Mike Currier, a prairie ecologist with the Department of Natural Resources, said the intensive studying helps in the management of the park.
“Monitoring data is kind of a barometer,” Currier said. “It helps us understand what changes are going on. Insect life, bird activity all are based on vegetation.”
North America’s rainforest
At first glance, the prairie appears to be a solitary place. But get out into it, and the diversity of plants and animals comes alive, literally, especially in the mornings and evenings.
“The prairie really is like the rainforest of North America – the species numbers are relatively similar,” Miller said. “And this landscape is just as rare and endangered as that landscape.”
The park has more than 25 rare and endangered plants and animals, many not found elsewhere in the state. There are some 500 species of plants and 150 species of birds, including northern harriers and a small population of greater prairie chickens. Look for scissor-tailed flycatchers on the utility wires.
The stars of the show, however, are the bison that are free to roam some 2,200 acres of the park that is fenced. On some visits to the park, the herd is within view. On others, the only bison a visitor may see are the two mounted animals displayed in the visitor’s center.
Nine bison were brought to the park in 1982. The herd has grown to about 130 with spring calves, and is kept at around 100 with an annual fall sale of surplus animals. Prices have been good lately, with a young bison bringing $700 to $800. The park also has a herd of about 25 elk.
The elk are secretive and seldom seen, hiding out in a grove of trees in a remote corner of the park. The bison herd moves about, which I found out on my last hike on Sandstone Trail, one of five trails totaling 12 miles.
The herd came over a hill and ambled toward me, leisurely grazing along the way. But their pace was deceptive, and the two big bulls in front soon filled the frame of my telescopic lens. That was within the park’s advisory 100-yard limit, and my retreat was hasty.

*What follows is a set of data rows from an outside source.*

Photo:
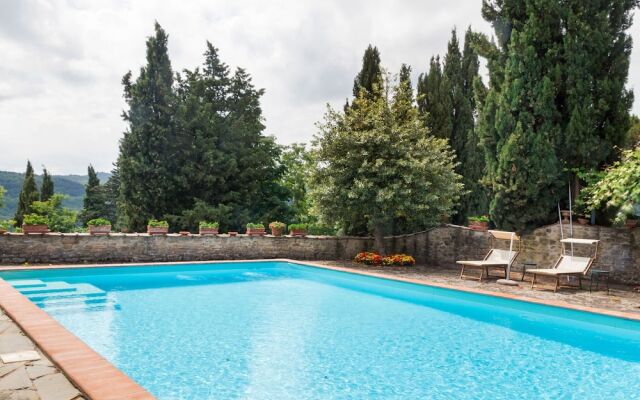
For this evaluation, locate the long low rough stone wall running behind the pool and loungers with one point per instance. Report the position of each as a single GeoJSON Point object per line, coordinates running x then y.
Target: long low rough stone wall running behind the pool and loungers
{"type": "Point", "coordinates": [619, 249]}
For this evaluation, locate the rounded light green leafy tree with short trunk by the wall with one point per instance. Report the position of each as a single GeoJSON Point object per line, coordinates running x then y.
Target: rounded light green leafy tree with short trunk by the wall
{"type": "Point", "coordinates": [376, 163]}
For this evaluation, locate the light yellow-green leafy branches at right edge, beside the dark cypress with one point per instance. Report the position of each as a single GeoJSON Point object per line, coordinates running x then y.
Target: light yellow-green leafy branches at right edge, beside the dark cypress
{"type": "Point", "coordinates": [619, 188]}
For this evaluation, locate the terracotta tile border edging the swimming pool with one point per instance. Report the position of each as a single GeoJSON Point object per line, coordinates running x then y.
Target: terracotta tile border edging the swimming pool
{"type": "Point", "coordinates": [101, 380]}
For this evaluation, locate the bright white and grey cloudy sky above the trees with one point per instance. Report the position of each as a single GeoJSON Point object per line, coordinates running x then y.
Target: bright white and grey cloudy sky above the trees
{"type": "Point", "coordinates": [61, 62]}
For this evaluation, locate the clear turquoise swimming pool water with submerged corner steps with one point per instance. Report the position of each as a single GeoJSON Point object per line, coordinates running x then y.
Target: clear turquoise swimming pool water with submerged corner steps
{"type": "Point", "coordinates": [274, 330]}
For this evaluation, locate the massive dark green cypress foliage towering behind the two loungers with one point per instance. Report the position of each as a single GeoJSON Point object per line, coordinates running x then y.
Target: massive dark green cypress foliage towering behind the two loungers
{"type": "Point", "coordinates": [556, 99]}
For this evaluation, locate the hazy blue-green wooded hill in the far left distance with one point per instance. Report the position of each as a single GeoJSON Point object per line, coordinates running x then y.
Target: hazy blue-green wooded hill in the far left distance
{"type": "Point", "coordinates": [70, 185]}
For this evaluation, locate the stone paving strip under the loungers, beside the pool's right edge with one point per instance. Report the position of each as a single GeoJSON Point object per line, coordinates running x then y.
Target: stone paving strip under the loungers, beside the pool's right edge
{"type": "Point", "coordinates": [619, 298]}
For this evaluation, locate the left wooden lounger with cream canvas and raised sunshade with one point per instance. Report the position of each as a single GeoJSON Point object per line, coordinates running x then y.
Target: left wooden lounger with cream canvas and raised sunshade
{"type": "Point", "coordinates": [495, 258]}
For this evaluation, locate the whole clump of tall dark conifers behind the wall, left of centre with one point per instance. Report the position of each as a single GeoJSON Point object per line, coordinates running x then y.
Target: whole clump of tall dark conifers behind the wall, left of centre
{"type": "Point", "coordinates": [195, 148]}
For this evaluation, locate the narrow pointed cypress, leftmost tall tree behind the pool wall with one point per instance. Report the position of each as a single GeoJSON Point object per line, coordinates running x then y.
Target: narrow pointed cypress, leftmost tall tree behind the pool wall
{"type": "Point", "coordinates": [148, 159]}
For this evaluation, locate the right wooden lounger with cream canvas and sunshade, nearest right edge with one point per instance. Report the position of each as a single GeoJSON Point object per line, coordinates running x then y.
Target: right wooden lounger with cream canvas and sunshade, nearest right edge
{"type": "Point", "coordinates": [568, 264]}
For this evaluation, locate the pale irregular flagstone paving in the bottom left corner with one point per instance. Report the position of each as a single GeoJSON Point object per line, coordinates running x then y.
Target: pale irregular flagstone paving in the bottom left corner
{"type": "Point", "coordinates": [29, 380]}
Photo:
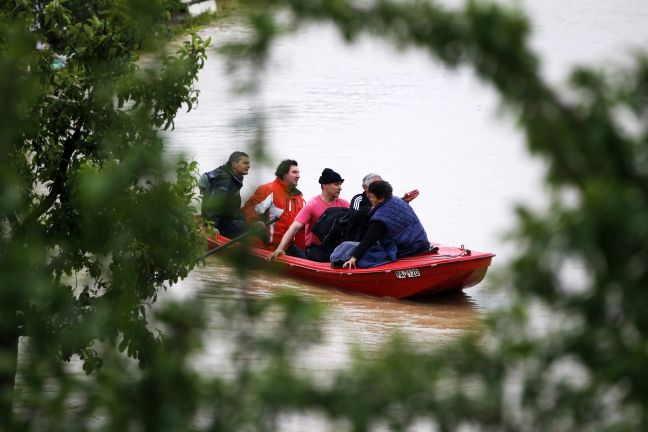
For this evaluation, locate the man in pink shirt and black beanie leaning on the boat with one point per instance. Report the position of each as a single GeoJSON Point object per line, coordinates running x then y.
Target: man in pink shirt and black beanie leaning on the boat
{"type": "Point", "coordinates": [331, 184]}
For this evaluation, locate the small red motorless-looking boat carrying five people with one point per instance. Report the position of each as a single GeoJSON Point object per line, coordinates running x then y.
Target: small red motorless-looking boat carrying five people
{"type": "Point", "coordinates": [447, 268]}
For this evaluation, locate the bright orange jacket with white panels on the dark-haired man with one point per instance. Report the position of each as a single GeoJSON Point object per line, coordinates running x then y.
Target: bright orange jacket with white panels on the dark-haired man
{"type": "Point", "coordinates": [275, 199]}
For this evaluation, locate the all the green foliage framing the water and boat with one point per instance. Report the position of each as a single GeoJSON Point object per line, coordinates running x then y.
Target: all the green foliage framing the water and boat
{"type": "Point", "coordinates": [92, 225]}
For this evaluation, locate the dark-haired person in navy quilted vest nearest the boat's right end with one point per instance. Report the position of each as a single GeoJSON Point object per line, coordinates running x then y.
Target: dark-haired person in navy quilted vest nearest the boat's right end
{"type": "Point", "coordinates": [390, 219]}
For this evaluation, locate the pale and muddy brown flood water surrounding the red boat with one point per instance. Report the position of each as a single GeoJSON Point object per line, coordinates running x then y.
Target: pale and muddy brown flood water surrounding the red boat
{"type": "Point", "coordinates": [369, 108]}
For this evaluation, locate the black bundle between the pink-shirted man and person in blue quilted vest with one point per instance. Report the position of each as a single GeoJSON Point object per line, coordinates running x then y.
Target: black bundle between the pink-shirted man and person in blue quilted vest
{"type": "Point", "coordinates": [338, 224]}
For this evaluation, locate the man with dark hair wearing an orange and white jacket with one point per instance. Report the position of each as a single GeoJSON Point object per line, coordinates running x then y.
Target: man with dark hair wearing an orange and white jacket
{"type": "Point", "coordinates": [281, 199]}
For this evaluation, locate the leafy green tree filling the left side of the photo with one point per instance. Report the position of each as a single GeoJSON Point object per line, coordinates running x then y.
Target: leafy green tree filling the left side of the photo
{"type": "Point", "coordinates": [94, 221]}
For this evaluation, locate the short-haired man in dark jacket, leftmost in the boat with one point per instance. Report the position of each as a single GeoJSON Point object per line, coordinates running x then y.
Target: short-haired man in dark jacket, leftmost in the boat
{"type": "Point", "coordinates": [221, 194]}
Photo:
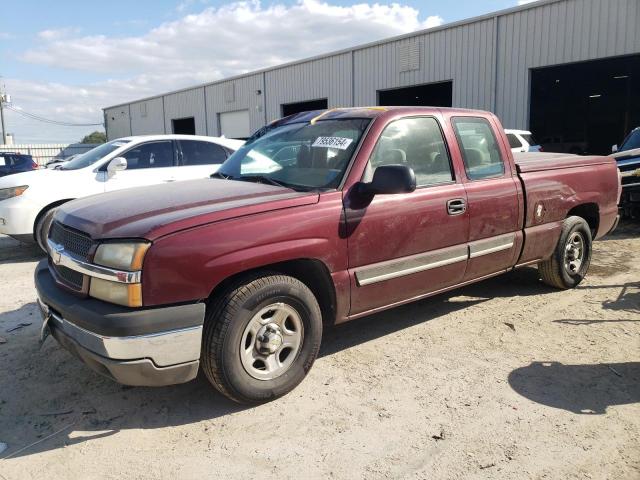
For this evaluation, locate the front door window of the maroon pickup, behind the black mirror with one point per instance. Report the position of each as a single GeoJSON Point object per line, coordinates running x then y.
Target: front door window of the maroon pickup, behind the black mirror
{"type": "Point", "coordinates": [415, 142]}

There have been no incidents between hikers and bison “so far,” Miller said. But the animals can weigh up to 2,000 pounds, are equipped with sharp hooves and horns, and are as agile and quick as a horse.
“They’ll let you know when you’re too close,” Miller said. “The first thing they do is defecate. That means they’re a little anxious and aware you’re there.
“Then the tail goes up. The higher it goes, the angrier they are. If it raises straight up, you’d better get out of there cause they’re ready to nail you.”